They shall bring gold and frankincense,

   and shall proclaim the praise of the Lord.”

          As Brueggemann says, “This is a great cause for celebration, because God, in this poem, has promised to make the great city of Jerusalem work effectively in peace and prosperity.  The poem contradicts the present dysfunction of the city.  This is a promise from God, thus very sure.” (p. 130) He goes on to describe this text as the description of a way that will allow the people of Israel to return to normalcy. 

          Isn’t that what we are longing for – a return to normalcy? Prosperity for our city?  Restoration? 

          I think it is, but I also think we must be careful and thoughtful and compassionate as we move in that direction.  What will ‘normal’ look like after this pandemic?  What will prosperity look like in Portland?  What will restoration look like for any of us and for all of us?
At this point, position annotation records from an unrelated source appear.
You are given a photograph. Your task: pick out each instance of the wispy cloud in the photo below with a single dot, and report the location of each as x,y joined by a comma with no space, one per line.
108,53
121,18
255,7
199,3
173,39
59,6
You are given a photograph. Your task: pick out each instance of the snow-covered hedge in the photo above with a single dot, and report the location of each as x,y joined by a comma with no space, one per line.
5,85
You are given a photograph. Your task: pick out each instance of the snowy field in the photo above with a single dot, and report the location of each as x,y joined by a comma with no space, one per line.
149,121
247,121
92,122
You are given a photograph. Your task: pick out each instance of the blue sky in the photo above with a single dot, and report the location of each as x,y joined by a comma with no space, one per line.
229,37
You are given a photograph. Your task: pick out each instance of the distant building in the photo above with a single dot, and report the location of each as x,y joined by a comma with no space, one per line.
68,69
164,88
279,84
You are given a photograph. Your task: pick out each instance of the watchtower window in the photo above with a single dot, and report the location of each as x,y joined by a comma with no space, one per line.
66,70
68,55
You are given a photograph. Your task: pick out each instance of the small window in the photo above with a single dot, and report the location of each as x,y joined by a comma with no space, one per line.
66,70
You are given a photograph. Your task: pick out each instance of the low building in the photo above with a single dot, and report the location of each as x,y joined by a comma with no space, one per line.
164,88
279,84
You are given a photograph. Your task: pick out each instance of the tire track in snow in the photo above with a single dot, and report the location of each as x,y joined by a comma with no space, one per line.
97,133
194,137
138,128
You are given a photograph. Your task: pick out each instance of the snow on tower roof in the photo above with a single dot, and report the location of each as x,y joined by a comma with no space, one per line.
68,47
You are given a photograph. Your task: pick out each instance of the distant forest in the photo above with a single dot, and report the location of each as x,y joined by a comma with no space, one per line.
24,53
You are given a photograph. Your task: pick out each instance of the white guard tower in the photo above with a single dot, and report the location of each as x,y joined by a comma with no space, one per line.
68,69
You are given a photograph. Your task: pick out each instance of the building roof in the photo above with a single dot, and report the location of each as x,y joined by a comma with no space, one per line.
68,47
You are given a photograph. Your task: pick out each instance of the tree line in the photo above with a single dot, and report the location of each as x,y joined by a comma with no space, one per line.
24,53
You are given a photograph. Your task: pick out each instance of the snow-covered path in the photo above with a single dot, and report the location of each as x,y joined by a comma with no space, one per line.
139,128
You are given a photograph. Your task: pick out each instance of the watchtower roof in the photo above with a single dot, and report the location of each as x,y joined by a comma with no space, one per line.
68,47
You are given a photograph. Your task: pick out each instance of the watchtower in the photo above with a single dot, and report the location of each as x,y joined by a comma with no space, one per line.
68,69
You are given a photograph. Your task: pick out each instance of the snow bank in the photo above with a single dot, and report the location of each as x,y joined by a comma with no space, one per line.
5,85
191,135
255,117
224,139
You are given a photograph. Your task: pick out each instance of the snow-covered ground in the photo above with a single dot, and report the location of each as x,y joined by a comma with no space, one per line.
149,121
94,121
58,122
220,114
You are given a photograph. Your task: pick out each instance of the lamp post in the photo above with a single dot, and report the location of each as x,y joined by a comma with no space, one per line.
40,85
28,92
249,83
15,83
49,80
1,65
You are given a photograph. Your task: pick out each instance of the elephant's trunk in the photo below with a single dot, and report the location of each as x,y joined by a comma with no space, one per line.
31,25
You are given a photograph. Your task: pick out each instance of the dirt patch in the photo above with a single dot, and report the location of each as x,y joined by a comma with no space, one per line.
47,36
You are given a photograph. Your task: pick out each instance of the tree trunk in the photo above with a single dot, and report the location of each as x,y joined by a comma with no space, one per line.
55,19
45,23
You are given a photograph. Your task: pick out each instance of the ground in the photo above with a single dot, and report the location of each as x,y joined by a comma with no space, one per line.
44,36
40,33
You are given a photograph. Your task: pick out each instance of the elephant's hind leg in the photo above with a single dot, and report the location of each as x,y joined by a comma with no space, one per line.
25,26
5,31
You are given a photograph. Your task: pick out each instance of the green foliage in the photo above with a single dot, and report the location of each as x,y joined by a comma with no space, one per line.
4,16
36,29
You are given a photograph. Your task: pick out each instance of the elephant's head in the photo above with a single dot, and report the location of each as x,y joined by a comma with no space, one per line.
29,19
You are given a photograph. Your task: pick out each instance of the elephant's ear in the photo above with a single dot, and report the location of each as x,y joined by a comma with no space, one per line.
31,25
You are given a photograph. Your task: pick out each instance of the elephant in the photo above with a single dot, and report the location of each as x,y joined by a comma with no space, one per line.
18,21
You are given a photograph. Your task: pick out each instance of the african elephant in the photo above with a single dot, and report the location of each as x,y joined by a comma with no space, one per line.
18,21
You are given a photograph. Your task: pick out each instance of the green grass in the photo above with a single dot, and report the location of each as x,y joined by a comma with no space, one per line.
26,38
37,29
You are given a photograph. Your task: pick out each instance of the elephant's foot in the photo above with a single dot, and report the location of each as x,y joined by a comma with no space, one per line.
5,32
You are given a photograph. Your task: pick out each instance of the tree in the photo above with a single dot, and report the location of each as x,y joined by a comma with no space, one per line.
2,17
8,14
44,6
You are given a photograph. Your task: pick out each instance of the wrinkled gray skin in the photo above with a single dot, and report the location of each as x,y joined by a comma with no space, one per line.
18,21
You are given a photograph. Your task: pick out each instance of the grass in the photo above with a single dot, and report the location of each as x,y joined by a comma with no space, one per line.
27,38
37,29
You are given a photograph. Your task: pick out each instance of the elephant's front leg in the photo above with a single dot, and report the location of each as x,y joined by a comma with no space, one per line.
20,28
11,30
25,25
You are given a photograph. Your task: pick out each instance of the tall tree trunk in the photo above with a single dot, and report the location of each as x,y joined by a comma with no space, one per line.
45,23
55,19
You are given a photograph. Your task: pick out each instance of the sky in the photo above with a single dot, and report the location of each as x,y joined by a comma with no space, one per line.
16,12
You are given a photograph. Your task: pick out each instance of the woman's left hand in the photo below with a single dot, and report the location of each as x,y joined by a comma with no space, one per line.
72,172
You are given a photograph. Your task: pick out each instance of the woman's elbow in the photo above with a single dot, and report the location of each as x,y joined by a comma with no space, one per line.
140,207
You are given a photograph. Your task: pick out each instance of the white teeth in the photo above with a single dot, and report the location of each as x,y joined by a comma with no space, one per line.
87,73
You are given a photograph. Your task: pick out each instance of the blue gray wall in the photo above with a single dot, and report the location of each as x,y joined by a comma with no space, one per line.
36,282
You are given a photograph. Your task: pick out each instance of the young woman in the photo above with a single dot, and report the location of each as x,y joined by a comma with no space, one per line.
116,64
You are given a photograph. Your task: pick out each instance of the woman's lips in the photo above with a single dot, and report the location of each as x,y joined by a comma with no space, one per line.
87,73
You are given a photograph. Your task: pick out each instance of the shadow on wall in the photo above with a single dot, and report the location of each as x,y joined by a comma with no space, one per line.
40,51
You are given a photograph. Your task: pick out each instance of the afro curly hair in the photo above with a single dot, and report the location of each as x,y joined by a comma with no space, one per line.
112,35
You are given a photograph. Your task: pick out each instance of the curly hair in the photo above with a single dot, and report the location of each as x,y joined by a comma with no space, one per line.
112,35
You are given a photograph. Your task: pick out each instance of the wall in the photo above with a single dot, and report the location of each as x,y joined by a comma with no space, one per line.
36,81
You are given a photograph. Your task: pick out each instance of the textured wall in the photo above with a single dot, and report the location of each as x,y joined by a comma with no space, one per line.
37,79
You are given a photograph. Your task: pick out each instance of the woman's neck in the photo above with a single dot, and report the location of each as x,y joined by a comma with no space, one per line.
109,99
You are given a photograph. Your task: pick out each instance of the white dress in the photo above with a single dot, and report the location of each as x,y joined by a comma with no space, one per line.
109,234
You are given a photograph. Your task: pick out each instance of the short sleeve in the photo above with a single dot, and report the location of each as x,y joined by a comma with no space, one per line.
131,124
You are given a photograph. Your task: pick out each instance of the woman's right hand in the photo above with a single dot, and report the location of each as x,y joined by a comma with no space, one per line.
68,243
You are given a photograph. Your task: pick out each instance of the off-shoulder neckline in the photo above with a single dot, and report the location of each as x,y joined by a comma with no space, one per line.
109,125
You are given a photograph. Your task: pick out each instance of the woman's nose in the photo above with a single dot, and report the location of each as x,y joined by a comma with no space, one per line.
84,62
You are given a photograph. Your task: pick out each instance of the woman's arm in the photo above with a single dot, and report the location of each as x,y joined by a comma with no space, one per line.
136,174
          As we think about these things, maybe we start with our values, hoping that those shape the answers to these challenges.  As people who follow Jesus, we place the highest value on love and grace, which might look like compassion, empathy, forgiveness, and mercy.

          As people who follow the God of Isaiah and all the prophet, we place a high value on justice, which means, as we read the scripture, making sure that the most vulnerable among us are provided for in whatever plans we make.  As people of faith, we value hope – hope that God is not finished with us, with our city, or with our world, that God desires goodness for all of us, even more than we desired it for ourselves.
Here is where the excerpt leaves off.